Rondom dit tijdstip heeft het Marktplaats-account ‘ [naam 2] ’ vanaf het IP-adres gekoppeld aan het woonadres van verdachte aan [naam 3] berichten gestuurd als: “Ik ben er” en “U laat mij helemaal uit Diemen komen om niet te reageren?”.
De rechtbank gaat er hierbij van uit dat verdachte contact had met de personen bij de woning aan de [adres slachtoffer 3] omdat hij anders niet kon weten dat er geen contact was met [naam 3] .
Daarna is de in het zwart geklede persoon richting de auto gelopen, waarin op dat moment twee mannen zaten. Omstreeks 21.25 uur hebben de verbalisanten gezien dat op de hoek van de [adres slachtoffer 3] een man links achterin de auto stapt en dat er drie mannen in de auto zaten.

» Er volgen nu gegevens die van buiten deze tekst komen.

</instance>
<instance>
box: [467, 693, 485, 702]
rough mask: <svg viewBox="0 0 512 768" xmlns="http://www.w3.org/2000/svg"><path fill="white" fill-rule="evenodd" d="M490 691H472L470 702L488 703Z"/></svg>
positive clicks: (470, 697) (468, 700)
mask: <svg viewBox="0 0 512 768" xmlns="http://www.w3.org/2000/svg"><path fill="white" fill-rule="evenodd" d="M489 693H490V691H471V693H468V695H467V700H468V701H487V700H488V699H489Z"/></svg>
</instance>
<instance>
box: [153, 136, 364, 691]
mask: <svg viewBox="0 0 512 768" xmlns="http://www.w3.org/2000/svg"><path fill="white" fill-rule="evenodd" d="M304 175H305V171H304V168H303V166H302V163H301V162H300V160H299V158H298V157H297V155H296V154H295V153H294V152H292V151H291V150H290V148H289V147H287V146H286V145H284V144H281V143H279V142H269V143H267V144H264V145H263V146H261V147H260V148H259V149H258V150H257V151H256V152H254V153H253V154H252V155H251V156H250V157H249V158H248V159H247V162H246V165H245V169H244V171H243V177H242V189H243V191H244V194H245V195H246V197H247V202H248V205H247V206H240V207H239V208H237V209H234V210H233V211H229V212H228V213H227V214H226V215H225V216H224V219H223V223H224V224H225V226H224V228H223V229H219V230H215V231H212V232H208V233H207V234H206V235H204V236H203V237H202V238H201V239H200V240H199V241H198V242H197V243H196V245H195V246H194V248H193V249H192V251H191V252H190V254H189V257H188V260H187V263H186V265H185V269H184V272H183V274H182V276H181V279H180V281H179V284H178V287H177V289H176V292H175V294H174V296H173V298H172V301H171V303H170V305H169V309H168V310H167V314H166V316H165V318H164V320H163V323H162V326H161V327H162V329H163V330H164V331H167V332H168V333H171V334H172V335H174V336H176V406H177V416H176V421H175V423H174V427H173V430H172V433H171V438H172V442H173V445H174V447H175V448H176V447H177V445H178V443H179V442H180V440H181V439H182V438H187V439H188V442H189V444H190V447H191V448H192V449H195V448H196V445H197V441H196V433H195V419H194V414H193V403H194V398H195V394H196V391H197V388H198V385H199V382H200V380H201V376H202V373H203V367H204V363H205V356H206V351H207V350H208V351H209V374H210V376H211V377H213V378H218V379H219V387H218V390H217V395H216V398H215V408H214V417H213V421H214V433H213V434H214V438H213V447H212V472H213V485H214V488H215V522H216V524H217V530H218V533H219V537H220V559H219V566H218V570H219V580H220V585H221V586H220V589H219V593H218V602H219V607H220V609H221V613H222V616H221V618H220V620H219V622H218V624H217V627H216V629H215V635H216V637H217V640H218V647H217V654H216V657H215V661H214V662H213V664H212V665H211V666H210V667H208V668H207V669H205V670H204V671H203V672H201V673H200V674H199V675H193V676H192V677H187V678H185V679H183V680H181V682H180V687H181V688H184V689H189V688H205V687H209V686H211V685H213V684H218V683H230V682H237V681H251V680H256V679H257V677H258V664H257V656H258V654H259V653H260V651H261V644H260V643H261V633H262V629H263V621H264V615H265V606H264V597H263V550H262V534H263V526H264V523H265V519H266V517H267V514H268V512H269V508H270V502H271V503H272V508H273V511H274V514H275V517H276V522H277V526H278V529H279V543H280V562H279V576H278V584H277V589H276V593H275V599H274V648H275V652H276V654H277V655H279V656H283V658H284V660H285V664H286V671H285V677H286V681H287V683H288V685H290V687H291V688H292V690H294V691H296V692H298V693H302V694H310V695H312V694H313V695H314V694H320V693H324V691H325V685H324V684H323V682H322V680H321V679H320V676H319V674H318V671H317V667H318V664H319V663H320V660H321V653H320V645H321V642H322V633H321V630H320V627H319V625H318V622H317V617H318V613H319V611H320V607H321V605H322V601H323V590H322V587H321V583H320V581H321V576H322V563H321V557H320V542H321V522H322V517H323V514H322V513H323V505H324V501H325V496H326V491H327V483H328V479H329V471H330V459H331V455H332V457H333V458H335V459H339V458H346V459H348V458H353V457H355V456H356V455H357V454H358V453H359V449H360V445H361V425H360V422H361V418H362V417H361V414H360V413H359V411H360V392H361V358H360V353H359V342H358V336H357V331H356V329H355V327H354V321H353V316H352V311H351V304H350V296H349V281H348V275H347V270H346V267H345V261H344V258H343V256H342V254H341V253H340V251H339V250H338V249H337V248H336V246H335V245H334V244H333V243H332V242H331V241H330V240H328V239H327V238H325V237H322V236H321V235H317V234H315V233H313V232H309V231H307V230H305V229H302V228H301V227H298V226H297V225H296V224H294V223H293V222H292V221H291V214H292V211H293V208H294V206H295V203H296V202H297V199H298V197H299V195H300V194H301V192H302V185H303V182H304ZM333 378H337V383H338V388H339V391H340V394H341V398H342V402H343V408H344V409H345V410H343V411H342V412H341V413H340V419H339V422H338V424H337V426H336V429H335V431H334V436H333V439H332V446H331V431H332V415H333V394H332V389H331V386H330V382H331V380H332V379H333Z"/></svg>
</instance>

Omstreeks 21.37 uur zijn [medeverdachte 5] , [medeverdachte 6] en [medeverdachte 7] aangetroffen in de auto, waarin achterin ook een vuurwapen lag. Er is in de auto of bij de aangehouden personen geen cash geld aangetroffen
Anders dan de raadsman is de rechtbank van oordeel dat hier gedragingen zijn verricht die naar hun uiterlijke verschijningsvorm moeten worden beschouwd als te zijn gericht op de voltooiing van de woningoverval.
Medepleger of medeplichtige?
De volgende vraag die de rechtbank moet beantwoorden, is of verdachte de rol van medepleger of medeplichtige heeft vervuld.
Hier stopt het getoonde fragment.